Gemini’s disaggregation of hardware and software means that unlike the OEM licenses enterprise vendors have traditionally used Gemini subscriptions are transferrable. If a customer replaces old DBoxes with new denser DBoxes they can simply transfer the Gemini Agreement to the new Dbox(es). They’ll probably need to add licenses because they’ve added capacity but VAST customers don’t have to include the cost of a software upgrade in their calculations of the cost of a hardware refresh.

Customers can replace appliances, when the density, performance and power consumption advantages of new appliances dictate and transfer any remaining subscription time to the new appliances. Since customers buy hardware directly from VAST’s manufacturing partner at cost there’s no pressure for VAST to encourage replacement hardware purchases and the software re-buys that go with them.

A VAST cluster is immortal for as long as a user wants. New Servers and Enclosures are added to clusters as performance and/or capacity is needed, and older models are aged out as their utility diminishes. While the hardware evolves over time, the cluster lives through a progressive number of expansion and decommission events without ever requiring users to forklift upgrade anything, ever.

Eliminate Forced Upgrades With 10-year fixed rate Gemini

The last step in improving the economics of an all-flash storage system is extending its lifecycle, Storage systems have historically been designed for a 3–5-year lifecycle, storage vendors enforce this by inflating the cost of support in later years – making it more economical to replace a storage system than renew its support contract. These same vendors then get drunk on the refresh cycle sale and their investors are conditioned on the 3–5-year revenue cycle that comes from this refresh selling motion.

Gemini Supported appliances are designed for a 10-year deployment life. As long as an appliance is covered by a Gemini subscription VAST will provide hardware support and failed component replacement for up to 10 years from the appliance’s initial installation. While Gemini subscription prices will be reset periodically for competitive reasons VAST customers will never be charged more for their subscription over time.

Hyperscale flash and 10-Year Endurance

One of the primary design tenets of the VAST DataStore is to minimize the write amplification caused by normal namespace churn. The VAST DataStore writes and manages data on SSDs in patterns that cause less than 1/20th the flash wear of random writes. The VAST Datastore wear levels across SSDs in the cluster and acts as a global flash translation layer extending flash management from being strictly an SSD function to managing a global pool of flash.

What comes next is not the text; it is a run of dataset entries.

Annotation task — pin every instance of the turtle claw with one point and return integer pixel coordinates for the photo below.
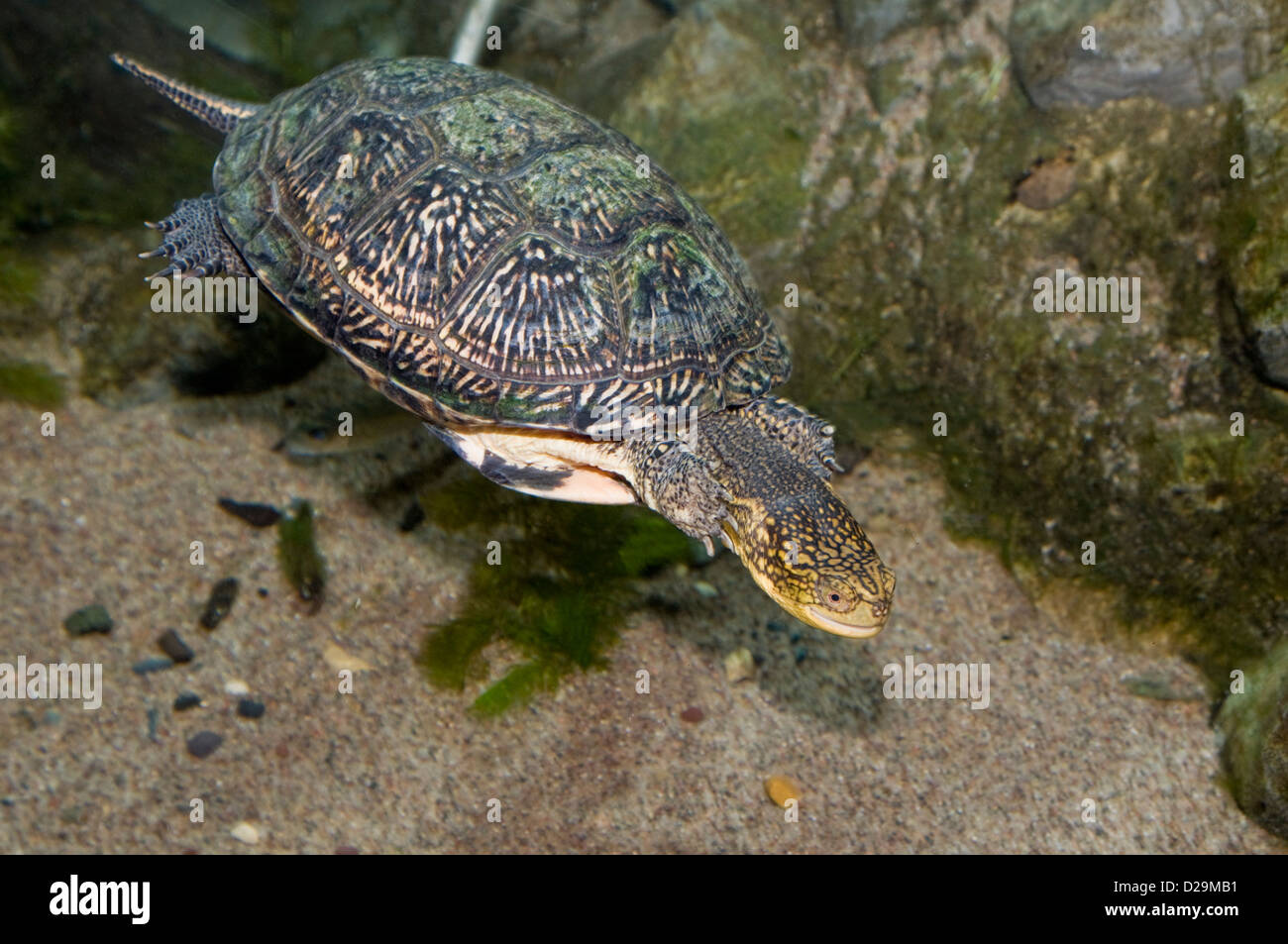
(194, 243)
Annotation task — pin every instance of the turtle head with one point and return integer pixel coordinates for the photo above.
(809, 554)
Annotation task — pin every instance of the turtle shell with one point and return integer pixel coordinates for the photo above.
(481, 250)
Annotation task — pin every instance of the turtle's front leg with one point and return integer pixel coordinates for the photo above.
(679, 485)
(806, 437)
(194, 243)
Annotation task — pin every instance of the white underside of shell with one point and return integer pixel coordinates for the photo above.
(549, 465)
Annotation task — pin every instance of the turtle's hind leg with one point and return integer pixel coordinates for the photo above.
(194, 243)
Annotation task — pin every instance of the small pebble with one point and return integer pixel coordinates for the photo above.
(412, 517)
(256, 515)
(86, 620)
(245, 832)
(1048, 181)
(174, 647)
(204, 743)
(782, 788)
(339, 659)
(222, 597)
(155, 665)
(739, 666)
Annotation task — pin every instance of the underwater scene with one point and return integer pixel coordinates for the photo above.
(644, 426)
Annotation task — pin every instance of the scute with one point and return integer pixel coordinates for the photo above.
(420, 246)
(477, 248)
(497, 132)
(364, 155)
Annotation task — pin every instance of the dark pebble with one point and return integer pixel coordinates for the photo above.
(174, 647)
(154, 665)
(89, 620)
(204, 743)
(257, 515)
(222, 597)
(412, 517)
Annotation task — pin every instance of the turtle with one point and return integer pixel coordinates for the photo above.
(550, 304)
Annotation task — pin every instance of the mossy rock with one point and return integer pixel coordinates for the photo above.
(1253, 726)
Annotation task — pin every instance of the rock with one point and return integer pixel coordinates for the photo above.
(154, 665)
(1257, 219)
(174, 647)
(1184, 52)
(187, 699)
(412, 517)
(222, 597)
(706, 590)
(339, 660)
(739, 666)
(254, 515)
(782, 789)
(1048, 181)
(204, 743)
(245, 832)
(86, 620)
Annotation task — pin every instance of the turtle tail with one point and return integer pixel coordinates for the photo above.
(220, 114)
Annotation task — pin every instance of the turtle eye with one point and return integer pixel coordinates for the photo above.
(835, 595)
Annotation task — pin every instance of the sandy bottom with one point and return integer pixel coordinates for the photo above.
(106, 513)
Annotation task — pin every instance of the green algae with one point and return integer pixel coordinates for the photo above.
(1253, 725)
(31, 384)
(561, 581)
(297, 556)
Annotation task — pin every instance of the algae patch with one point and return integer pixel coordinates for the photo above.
(31, 384)
(299, 557)
(552, 579)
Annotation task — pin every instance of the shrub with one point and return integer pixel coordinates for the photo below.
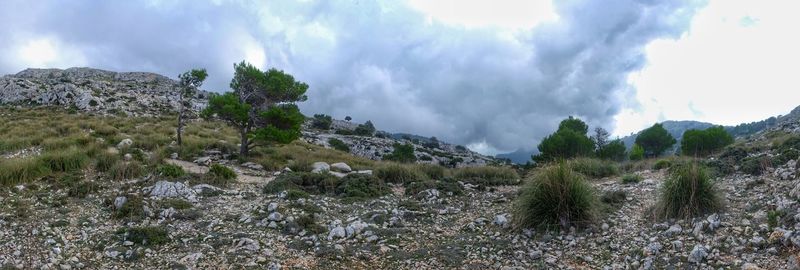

The result of this combination of inventions is a Cluster architecture that requires 1/10th of the endurance that can be realized from today’s generation of commodity SSDs. While this super-naturally high level of system-level endurance paves the way for VAST’s future use of even denser flash media, such as PLC flash, it also enables customers to rethink the longevity of data center infrastructure. The net result is that since SSDs don’t have the moving parts that cause HDD failure rates to climb after 5 years of use, and VAST’s global flash management limits flash wear VAST systems can run in user data centers for 10 years. VAST will replace any failed component, including SSDs that have exhausted their flash endurance, on any system under a Gemini subscription and will offer Gemini subscriptions for up to 10 years from appliance installation.